Thénardier avait ce je ne sais quoi de rectiligne dans le geste qui, avec un juron, rappelle la caserne et, avec un signe de croix, le séminaire. Il était beau parleur. Il se laissait croire savant. Néanmoins, le maître d’école avait remarqué qu’il faisait — « des cuirs ». Il composait la carte à payer des voyageurs avec supériorité, mais des yeux exercés y trouvaient parfois des fautes d’orthographe.

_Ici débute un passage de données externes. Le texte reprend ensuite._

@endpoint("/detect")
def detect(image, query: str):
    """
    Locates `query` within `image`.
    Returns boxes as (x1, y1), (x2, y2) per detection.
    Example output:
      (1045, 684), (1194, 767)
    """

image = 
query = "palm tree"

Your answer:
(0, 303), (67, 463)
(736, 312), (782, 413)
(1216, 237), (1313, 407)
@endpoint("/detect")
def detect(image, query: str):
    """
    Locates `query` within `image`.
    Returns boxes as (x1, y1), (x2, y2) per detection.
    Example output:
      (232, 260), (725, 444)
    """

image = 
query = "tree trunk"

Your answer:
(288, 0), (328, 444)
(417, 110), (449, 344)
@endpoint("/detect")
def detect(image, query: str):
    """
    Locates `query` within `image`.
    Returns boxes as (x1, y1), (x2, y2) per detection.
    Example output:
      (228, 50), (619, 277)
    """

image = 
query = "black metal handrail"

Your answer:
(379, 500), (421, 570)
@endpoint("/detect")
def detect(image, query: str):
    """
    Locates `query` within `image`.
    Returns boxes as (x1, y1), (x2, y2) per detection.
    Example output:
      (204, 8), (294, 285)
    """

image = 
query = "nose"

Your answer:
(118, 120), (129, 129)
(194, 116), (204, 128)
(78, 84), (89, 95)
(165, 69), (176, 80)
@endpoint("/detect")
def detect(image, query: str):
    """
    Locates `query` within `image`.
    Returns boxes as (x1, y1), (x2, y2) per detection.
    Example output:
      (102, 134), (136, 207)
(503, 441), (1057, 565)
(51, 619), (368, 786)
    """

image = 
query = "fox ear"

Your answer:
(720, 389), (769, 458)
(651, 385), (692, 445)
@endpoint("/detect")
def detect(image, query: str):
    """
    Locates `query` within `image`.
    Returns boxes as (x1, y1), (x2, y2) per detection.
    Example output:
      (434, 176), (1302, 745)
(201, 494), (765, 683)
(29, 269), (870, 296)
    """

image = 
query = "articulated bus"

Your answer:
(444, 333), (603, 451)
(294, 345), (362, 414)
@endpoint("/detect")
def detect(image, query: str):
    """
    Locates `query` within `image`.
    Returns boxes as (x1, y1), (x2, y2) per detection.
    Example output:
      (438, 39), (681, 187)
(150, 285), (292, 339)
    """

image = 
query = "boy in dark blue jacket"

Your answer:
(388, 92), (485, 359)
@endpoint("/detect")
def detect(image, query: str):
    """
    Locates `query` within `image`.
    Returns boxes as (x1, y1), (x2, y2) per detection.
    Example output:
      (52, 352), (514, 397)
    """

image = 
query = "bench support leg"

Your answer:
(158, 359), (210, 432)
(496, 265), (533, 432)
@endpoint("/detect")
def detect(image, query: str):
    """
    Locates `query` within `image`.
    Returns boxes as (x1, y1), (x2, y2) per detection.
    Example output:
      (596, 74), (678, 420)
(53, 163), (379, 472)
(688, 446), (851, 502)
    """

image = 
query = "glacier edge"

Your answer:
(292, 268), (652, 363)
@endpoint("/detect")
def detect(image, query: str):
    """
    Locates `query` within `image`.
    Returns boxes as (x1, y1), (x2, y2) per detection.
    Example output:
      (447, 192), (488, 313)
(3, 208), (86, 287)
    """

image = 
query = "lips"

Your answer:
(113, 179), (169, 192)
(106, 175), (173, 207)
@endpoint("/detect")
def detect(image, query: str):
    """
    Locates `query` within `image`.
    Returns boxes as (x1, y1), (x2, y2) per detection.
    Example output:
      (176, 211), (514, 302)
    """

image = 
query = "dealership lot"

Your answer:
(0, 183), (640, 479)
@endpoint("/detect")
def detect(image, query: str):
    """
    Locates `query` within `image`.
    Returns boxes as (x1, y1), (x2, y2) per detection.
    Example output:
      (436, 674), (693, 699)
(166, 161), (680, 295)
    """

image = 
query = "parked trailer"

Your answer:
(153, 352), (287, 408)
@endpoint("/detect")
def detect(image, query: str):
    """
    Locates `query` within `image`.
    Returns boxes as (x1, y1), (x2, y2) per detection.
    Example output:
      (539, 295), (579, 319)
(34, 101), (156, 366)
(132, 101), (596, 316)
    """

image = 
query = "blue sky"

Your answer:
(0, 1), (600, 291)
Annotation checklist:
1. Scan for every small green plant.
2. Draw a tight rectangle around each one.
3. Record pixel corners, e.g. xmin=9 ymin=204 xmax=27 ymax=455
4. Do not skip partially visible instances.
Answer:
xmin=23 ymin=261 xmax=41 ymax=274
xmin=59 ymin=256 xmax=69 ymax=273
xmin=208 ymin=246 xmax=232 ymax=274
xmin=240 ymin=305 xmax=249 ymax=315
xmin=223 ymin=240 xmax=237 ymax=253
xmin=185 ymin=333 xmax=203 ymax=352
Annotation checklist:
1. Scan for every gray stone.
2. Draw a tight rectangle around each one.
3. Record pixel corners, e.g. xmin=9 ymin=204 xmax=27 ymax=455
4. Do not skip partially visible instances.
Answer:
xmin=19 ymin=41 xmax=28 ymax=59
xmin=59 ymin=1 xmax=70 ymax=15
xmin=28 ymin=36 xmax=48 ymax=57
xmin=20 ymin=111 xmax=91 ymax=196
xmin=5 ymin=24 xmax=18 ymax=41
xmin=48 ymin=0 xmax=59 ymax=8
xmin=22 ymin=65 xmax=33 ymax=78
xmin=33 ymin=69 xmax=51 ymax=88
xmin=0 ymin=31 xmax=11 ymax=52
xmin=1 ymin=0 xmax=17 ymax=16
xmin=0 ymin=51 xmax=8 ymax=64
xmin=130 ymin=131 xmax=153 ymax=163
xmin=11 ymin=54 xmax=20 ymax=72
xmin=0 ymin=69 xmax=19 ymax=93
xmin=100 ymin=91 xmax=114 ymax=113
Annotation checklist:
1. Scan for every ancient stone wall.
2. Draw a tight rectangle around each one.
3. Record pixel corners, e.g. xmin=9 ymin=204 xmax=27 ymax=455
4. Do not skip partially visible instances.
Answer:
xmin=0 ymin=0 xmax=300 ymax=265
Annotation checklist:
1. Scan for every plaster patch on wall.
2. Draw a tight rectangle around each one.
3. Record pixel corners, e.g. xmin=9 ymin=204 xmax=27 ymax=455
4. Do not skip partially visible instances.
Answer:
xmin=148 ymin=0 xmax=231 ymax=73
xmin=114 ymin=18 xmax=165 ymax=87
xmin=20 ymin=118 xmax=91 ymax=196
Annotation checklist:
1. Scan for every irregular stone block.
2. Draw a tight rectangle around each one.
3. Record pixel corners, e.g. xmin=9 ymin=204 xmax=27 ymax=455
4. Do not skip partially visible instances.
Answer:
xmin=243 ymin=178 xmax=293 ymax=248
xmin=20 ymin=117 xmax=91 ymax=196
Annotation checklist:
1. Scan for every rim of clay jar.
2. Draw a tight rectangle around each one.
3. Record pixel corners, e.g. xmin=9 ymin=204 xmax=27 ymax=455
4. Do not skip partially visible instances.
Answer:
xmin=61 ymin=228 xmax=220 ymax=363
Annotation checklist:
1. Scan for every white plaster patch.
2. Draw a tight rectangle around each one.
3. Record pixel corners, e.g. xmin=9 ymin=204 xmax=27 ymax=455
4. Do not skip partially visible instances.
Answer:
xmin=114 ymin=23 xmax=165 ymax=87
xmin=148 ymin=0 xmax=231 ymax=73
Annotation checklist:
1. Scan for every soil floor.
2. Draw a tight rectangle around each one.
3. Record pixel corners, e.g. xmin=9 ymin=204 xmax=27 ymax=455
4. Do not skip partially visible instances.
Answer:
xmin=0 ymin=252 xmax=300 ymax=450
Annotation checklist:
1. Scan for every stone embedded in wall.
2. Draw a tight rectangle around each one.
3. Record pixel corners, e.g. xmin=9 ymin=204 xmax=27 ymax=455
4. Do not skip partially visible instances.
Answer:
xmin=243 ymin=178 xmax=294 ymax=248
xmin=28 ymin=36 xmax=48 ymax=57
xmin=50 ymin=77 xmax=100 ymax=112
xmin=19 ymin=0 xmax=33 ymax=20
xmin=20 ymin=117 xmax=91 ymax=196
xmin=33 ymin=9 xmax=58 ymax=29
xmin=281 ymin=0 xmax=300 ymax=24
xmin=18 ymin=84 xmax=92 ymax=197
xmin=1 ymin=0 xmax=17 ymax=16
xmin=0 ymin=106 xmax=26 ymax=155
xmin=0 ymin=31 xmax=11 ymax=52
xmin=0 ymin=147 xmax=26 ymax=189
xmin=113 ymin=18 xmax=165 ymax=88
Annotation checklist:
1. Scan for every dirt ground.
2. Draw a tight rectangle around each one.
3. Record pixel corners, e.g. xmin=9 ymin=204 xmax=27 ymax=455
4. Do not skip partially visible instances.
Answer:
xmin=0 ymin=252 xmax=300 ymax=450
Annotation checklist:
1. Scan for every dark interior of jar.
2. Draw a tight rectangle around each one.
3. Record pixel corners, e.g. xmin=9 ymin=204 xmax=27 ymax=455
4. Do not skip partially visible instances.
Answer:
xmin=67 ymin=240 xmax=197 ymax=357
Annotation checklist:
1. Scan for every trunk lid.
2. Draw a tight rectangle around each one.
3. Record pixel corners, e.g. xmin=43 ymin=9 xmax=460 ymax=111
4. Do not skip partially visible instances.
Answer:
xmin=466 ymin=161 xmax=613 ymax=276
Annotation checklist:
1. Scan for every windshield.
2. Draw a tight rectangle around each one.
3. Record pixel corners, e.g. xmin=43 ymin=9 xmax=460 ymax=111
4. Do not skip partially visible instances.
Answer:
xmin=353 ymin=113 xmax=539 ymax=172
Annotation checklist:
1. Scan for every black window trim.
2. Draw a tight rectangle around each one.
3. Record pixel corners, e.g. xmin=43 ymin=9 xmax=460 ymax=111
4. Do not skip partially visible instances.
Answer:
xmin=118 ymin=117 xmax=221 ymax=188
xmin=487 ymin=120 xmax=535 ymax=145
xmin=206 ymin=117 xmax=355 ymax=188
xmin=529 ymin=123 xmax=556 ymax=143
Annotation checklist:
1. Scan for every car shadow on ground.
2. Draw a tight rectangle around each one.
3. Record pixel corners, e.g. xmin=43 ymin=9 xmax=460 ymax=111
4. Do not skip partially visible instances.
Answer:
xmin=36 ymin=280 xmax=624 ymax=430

Thénardier était sournois, gourmand, flâneur et habile. Il ne dédaignait pas ses servantes, ce qui faisait que sa femme n’en avait plus. Cette géante était jalouse. Il lui semblait que ce petit homme maigre et jaune devait être l’objet de la convoitise universelle.

Thénardier, par-dessus tout homme d’astuce et d’équilibre, était un coquin du genre tempéré. Cette espèce est la pire ; l’hypocrisie s’y mêle.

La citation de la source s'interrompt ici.